Speaking of L, there has been no further contact from her. Her birthday came and went and Greg adamantly refused to initiate contact himself. I have texted her twice, and received a response once.
Greg himself has been quiet about it all. The odd mention now and then, but not much discussion. Normal life has continued with nary a bump, so far. We look through the scrapbook I made of the trip and he is not overly interested in it. It seems his curiousity has been sated, and his desire to return to normal life has been strong.
From my point of view, he and I are closer. We talk more about everything. With a new sense of confidence that the trip gave me, I am tougher on him in some ways. I can read him better. I can often tell what he is thinking. I am more empowered to put boundaries in place specifically in regards to him, he is more prone to accept them. He also gets more privileges. I trust him, I respect his level of responsibility.
For those that fear reunion or talk lots of losing their child to the pull of a first family, I'd like to offer a counter arguement. My son is still my son. I helped him fill a NEED he had, a need that scared and saddened me at times, and thrilled me at others. Because we listened to him and his needs at the time when HE needed it, not at the artificial age of 18 or 21 or "some day when we think you are ready" we were rewarded with a child that trusts us MORE. Needs us MORE. Loves us, if possible, even MORE.
Greg came home still Greg. He is still grouchy in the mornings and giddy in the afternoons. He still has a mask expression on his face most of the time that others thnk means he is grouchy, but I know means he is bored or uncomfortable. He jokes, he laughs, he cries. He plays with his brothers. He laughs uproariously at home, smiles shyly when we are out. He gets mad a me, and he hugs me. He is super competative, and nervous about change. In essence, he is still Greg. Still my son. Still the child of my heart.
I have no regrets.
Monday, September 1, 2008
In a miracle of circumstance (and a misplaced Do Not Resuscitate Order) my grandma's heart was restarted on Saturday morning.
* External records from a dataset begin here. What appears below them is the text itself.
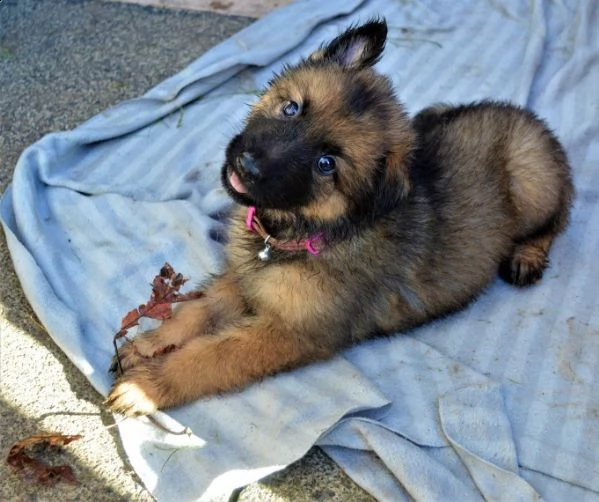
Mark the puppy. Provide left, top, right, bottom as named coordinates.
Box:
left=107, top=20, right=573, bottom=415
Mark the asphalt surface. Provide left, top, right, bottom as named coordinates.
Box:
left=0, top=0, right=372, bottom=502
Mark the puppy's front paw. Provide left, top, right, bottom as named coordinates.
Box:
left=105, top=368, right=163, bottom=416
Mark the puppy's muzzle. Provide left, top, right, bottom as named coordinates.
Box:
left=235, top=152, right=260, bottom=178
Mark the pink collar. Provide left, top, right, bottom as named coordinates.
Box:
left=245, top=206, right=324, bottom=261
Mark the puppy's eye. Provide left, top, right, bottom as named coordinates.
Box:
left=316, top=155, right=335, bottom=176
left=282, top=101, right=299, bottom=117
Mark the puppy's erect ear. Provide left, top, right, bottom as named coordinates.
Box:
left=309, top=19, right=387, bottom=70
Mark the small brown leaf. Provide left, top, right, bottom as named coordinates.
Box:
left=6, top=434, right=81, bottom=485
left=112, top=263, right=203, bottom=373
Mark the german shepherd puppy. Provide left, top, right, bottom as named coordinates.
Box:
left=107, top=20, right=573, bottom=415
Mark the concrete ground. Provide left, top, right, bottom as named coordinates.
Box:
left=0, top=0, right=372, bottom=501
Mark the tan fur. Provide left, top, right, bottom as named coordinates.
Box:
left=108, top=21, right=573, bottom=415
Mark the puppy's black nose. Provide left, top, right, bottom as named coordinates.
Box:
left=237, top=152, right=260, bottom=177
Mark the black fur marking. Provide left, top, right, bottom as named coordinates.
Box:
left=345, top=79, right=384, bottom=115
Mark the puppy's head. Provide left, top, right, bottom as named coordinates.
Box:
left=222, top=20, right=413, bottom=223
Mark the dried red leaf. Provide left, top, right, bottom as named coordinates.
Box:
left=112, top=263, right=203, bottom=372
left=6, top=434, right=81, bottom=485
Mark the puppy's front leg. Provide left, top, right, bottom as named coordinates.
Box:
left=107, top=318, right=333, bottom=415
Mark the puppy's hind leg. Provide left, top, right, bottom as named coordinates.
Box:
left=499, top=114, right=574, bottom=286
left=499, top=220, right=559, bottom=287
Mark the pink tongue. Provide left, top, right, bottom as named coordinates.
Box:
left=229, top=173, right=247, bottom=193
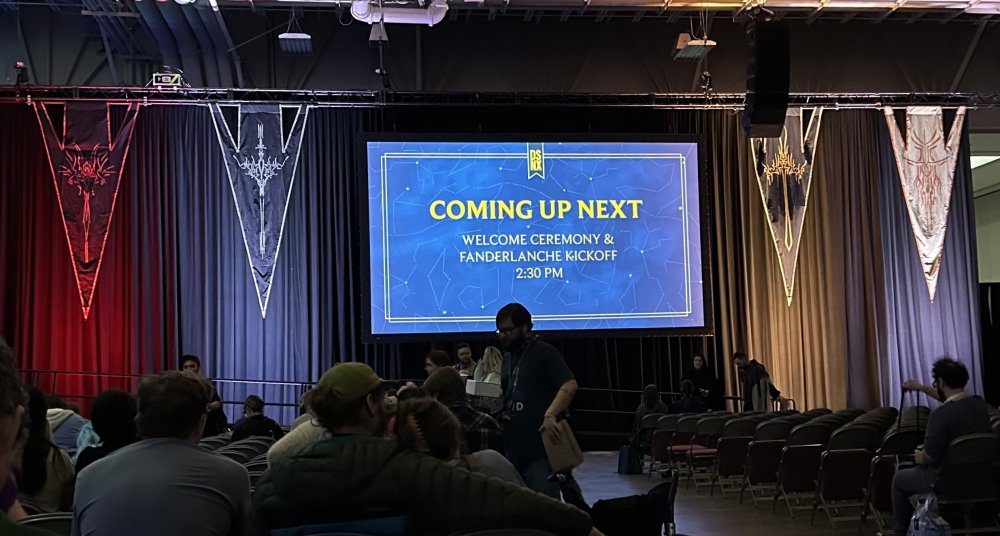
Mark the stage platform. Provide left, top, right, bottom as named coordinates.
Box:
left=574, top=452, right=864, bottom=536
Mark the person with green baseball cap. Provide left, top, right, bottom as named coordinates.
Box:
left=253, top=363, right=601, bottom=536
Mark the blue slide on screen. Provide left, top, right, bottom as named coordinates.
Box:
left=366, top=140, right=705, bottom=336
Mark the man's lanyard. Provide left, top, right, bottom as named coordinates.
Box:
left=503, top=339, right=535, bottom=409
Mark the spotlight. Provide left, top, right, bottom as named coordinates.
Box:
left=14, top=61, right=28, bottom=86
left=278, top=32, right=312, bottom=54
left=368, top=21, right=389, bottom=47
left=698, top=71, right=714, bottom=93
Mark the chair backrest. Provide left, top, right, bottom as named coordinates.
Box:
left=788, top=422, right=833, bottom=445
left=826, top=424, right=880, bottom=452
left=753, top=420, right=792, bottom=441
left=746, top=439, right=785, bottom=484
left=19, top=512, right=73, bottom=536
left=721, top=418, right=757, bottom=437
left=677, top=414, right=704, bottom=434
left=639, top=413, right=663, bottom=430
left=942, top=434, right=1000, bottom=465
left=778, top=445, right=823, bottom=493
left=656, top=415, right=681, bottom=432
left=878, top=428, right=924, bottom=456
left=819, top=449, right=872, bottom=501
left=271, top=516, right=407, bottom=536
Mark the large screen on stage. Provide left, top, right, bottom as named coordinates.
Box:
left=363, top=135, right=709, bottom=337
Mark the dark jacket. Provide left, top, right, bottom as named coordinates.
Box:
left=681, top=366, right=725, bottom=410
left=253, top=436, right=592, bottom=535
left=740, top=359, right=781, bottom=412
left=232, top=415, right=285, bottom=441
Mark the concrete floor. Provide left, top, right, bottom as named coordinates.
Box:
left=574, top=452, right=877, bottom=536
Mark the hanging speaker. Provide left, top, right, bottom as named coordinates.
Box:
left=743, top=20, right=790, bottom=138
Although some might express sadness that her wishes were not followed during this turn of events, universally, the family closest to her expressed joy.
Joy we were able to get to her side and Joy we were able to spend more time with her.
And she was apparently quite happy about it all too. Because for the next 48 hours while I did not leave her bedside she talked. Not slept. Not rested. Talked. Talked to me. Talked to the IV pole. Talked to the pillow. Talked to the people I could not see but she definitely could. Talked to the children playing in her bed. Not REAL children to the rest of us, but definitely real children to her. She talked of her past. She talked about our kids. She talked about making plans for Christmas dinner.
Talk about dying. Talk about saying good bye. Talk about love and devotion. Talk about all that needed to be said.
Over 48 hours I got around 4 hours sleep on a hospital room chair.
A small, small sacrifice to spend time with my Nan.
When I left her last night it was with tears and a very real fear that it was the last time to say goodbye, again. I am not really sure how many death door experiences we can handle or she will survive. But thank you, thank you, thank you for your thoughts and prayers. It really was a miracle. A strange, quirky miracle and turn of circumstance that I had this time with her.
Ok and now present reality hits in. I arrived home at 8 pm last night. Shel had left at noon for a week long business trip.
Today ... 4 boys go back to school. I go back to work.